Pour comprendre ces blocages, il faut regarder les obstacles concrets. Certains vivent loin des transports. D’autres n’ont pas de garde pour les enfants ou vivent avec des problèmes de santé. L’inadéquation entre offres et compétences joue un rôle. Sur ce point, le propos de Michel Onfray reste très silencieux.
Au-delà du chiffre, ce que disent vraiment les données
Les 6 millions avancés restent une approximation. Les dernières données de France Travail et de la Dares évoquent 5,7 millions de demandeurs d’emploi. Ces personnes sont inscrites en catégories A, B et C. D’autres publics sont suivis dans des catégories créées avec la loi « plein emploi ».
Ces réformes de suivi gonflent les chiffres, car elles inscrivent des personnes auparavant invisibles dans les statistiques. Jeunes sans emploi, allocataires du revenu de solidarité active et publics en grande précarité apparaissent dans les bilans. Le débat public mélange souvent ces réalités et l’idée de « ne rien faire ».
Dans ce contexte, le raccourci de Michel Onfray épouse une intuition largement partagée mais masque la complexité des indicateurs. Taux de chômage, taux d’emploi, sous-emploi et inactivité partielle ne racontent pas la même histoire. Les responsables politiques doivent composer avec ces nuances lorsqu’ils discutent de retraites et de financement social.
Comment sortir de l’opposition stérile entre actifs et inactifs
Plutôt que d’opposer ceux qui travaillent à ceux qui ne travaillent pas, d’autres pistes existent pour renforcer le système. Les économistes insistent sur l’importance de la formation, de l’accompagnement vers l’emploi et de la qualité des postes proposés.
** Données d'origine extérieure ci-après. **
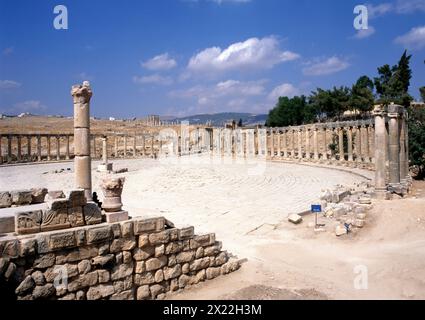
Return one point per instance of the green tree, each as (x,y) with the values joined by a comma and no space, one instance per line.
(392,84)
(422,92)
(362,98)
(416,125)
(289,112)
(330,103)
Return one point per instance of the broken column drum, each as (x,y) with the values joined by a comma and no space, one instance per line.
(81,97)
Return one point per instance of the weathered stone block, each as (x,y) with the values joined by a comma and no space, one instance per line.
(143,292)
(99,234)
(122,244)
(75,216)
(186,233)
(185,256)
(21,197)
(62,240)
(159,237)
(5,199)
(143,253)
(199,264)
(144,278)
(156,263)
(171,273)
(55,219)
(38,195)
(202,241)
(92,214)
(100,291)
(121,271)
(28,222)
(148,225)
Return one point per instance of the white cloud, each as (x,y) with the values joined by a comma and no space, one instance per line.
(9,84)
(325,67)
(153,79)
(29,106)
(414,39)
(8,51)
(364,33)
(284,90)
(253,53)
(160,62)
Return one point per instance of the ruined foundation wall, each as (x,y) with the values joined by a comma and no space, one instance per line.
(136,259)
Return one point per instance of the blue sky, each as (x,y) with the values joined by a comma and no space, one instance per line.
(180,57)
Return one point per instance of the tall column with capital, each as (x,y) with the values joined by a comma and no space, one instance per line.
(81,97)
(341,144)
(307,142)
(380,154)
(349,143)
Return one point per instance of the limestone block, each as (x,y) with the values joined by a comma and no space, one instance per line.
(143,292)
(149,225)
(174,272)
(82,141)
(156,263)
(295,218)
(186,233)
(98,234)
(55,219)
(28,222)
(5,199)
(75,216)
(102,260)
(21,197)
(113,217)
(340,230)
(122,244)
(92,213)
(100,291)
(38,195)
(143,253)
(144,278)
(199,264)
(159,237)
(203,240)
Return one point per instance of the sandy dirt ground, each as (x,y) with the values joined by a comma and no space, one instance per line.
(246,204)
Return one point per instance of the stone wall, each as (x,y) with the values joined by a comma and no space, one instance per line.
(136,259)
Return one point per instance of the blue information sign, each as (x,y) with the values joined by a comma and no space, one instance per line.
(316,208)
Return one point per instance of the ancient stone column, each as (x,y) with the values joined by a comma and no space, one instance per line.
(315,144)
(307,143)
(116,146)
(67,156)
(58,149)
(365,147)
(380,141)
(125,145)
(112,191)
(28,148)
(134,146)
(300,150)
(341,144)
(9,148)
(394,144)
(49,146)
(350,143)
(81,97)
(19,155)
(38,148)
(285,143)
(279,150)
(403,159)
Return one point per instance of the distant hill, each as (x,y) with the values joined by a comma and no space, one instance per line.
(219,119)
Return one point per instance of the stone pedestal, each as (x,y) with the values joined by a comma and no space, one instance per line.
(112,205)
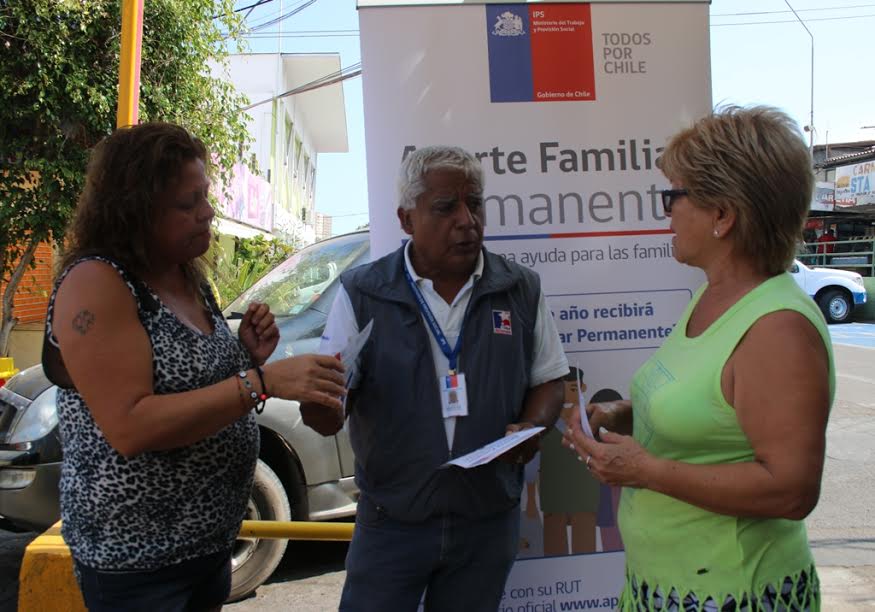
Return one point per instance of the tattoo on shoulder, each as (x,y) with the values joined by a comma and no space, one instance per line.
(83,321)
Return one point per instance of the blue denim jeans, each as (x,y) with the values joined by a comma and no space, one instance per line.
(461,564)
(191,586)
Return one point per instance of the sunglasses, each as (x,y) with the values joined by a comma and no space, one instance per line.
(669,196)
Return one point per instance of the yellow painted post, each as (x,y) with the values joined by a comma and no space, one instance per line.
(46,580)
(129,64)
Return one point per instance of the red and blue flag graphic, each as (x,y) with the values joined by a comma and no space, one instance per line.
(501,322)
(540,52)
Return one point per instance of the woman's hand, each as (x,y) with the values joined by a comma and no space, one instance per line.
(617,460)
(614,416)
(308,378)
(258,332)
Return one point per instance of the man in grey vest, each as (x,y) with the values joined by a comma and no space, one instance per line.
(463,350)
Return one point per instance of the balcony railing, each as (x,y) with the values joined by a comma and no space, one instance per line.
(857,255)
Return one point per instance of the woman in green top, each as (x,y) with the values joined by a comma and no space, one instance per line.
(720,450)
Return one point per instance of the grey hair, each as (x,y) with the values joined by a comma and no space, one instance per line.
(411,178)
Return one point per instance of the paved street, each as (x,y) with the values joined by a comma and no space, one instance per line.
(842,528)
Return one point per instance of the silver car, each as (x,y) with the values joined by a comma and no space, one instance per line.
(300,474)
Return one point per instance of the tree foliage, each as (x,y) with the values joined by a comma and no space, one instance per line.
(59,62)
(251,259)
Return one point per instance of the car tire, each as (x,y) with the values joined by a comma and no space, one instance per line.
(836,306)
(255,559)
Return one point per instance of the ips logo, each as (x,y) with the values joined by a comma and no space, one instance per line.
(501,322)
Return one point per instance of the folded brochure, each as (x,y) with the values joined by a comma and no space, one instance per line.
(485,454)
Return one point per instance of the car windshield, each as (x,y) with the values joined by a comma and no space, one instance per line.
(296,285)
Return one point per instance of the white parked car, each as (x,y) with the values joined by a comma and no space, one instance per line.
(837,292)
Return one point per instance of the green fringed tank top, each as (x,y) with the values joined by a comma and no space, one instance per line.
(680,556)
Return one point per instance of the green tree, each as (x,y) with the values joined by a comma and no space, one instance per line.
(58,92)
(248,261)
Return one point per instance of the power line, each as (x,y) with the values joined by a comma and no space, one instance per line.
(252,6)
(829,8)
(305,34)
(282,17)
(720,25)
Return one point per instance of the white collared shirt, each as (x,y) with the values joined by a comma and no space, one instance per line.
(548,359)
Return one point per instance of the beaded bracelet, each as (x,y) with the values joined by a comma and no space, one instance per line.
(259,398)
(252,393)
(262,398)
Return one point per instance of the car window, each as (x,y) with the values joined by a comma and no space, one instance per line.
(300,282)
Le plein emploi demande une action coordonnée bien au-delà des retraites.
Les entreprises jouent un rôle clé. Elles peuvent adapter les postes pour les seniors et ouvrir des emplois à temps partiel choisi. Elles peuvent investir dans les compétences des jeunes. Les politiques publiques, elles, agissent sur les transports, le logement ou la garde d’enfants pour lever les freins à l’activité.
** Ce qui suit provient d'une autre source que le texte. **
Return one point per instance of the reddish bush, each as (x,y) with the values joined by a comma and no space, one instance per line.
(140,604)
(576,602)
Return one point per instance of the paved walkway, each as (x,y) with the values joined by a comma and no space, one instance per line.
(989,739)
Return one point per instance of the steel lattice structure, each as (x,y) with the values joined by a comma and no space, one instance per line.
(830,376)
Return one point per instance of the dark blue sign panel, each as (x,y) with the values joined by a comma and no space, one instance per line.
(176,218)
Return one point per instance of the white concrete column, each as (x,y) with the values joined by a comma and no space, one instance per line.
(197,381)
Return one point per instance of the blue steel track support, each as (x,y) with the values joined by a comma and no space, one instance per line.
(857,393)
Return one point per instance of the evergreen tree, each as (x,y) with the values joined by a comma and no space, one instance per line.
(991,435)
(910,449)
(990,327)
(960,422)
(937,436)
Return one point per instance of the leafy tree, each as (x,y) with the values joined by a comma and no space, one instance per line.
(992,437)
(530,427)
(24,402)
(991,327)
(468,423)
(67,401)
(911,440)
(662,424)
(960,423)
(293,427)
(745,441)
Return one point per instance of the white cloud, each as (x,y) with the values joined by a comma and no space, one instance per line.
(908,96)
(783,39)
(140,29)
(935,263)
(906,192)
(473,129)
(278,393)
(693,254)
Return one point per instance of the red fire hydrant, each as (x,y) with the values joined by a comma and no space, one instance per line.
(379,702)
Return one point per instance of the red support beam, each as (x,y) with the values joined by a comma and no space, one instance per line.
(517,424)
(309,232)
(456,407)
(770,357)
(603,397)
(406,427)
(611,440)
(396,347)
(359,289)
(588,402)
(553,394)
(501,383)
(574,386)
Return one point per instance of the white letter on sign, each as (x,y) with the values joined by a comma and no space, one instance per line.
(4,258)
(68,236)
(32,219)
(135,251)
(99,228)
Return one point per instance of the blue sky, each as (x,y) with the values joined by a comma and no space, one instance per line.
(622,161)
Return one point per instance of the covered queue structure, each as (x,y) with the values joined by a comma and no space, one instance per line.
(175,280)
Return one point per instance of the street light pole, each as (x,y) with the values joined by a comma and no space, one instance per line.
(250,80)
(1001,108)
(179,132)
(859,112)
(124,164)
Dans ce cadre, la formule de Michel Onfray peut servir de déclencheur, à condition d’être dépassée. Elle met le doigt sur une colère réelle chez de nombreux actifs. Reste à transformer cette émotion en réflexion collective sur la manière de partager, financer et organiser le travail demain.
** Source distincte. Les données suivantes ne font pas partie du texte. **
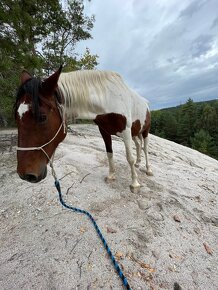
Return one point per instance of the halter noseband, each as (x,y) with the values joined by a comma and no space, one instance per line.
(63,123)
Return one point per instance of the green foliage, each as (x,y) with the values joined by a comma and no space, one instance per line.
(39,36)
(192,124)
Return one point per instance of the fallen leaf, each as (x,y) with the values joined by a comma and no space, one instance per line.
(177,218)
(145,266)
(208,249)
(111,231)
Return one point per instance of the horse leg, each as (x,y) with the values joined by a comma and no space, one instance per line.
(127,139)
(148,167)
(138,143)
(108,145)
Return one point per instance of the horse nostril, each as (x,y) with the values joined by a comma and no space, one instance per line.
(30,177)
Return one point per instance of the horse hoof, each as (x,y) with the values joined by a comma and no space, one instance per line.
(135,189)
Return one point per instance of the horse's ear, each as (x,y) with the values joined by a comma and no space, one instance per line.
(25,76)
(50,84)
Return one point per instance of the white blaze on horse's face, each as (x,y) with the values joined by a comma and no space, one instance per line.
(23,108)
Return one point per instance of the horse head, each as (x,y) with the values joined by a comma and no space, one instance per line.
(40,124)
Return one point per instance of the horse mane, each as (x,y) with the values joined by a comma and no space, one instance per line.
(83,87)
(32,88)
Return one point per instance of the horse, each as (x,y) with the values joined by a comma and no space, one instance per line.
(43,108)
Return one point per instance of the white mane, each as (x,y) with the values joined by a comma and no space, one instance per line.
(85,91)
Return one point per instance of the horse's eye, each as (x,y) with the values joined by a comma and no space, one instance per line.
(42,118)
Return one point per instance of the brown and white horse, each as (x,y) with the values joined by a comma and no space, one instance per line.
(42,108)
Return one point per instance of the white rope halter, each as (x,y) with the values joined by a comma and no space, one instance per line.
(63,123)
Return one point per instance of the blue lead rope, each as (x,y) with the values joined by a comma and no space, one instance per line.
(117,267)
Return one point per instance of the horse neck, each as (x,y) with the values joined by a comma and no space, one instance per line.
(76,97)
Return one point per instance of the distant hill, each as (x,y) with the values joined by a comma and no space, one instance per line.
(193,124)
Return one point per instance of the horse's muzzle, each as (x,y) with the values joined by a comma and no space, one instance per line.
(33,178)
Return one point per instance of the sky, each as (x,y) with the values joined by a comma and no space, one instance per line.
(166,50)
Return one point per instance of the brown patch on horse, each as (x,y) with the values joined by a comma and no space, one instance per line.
(147,125)
(111,123)
(136,127)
Ce que révèle vraiment ce débat sur travail et justice
La phrase de Michel Onfray n’épuise pas le sujet, mais elle révèle un malaise profond. Beaucoup d’actifs ont le sentiment de supporter seuls l’effort, tandis que d’autres restent à l’écart du marché du travail. Derrière les « 6 millions », la réalité est faite de situations très différentes. C’est justement cette complexité qu’il faut accepter. Ainsi, on peut construire un débat plus honnête sur les retraites, l’emploi et le partage de l’effort collectif.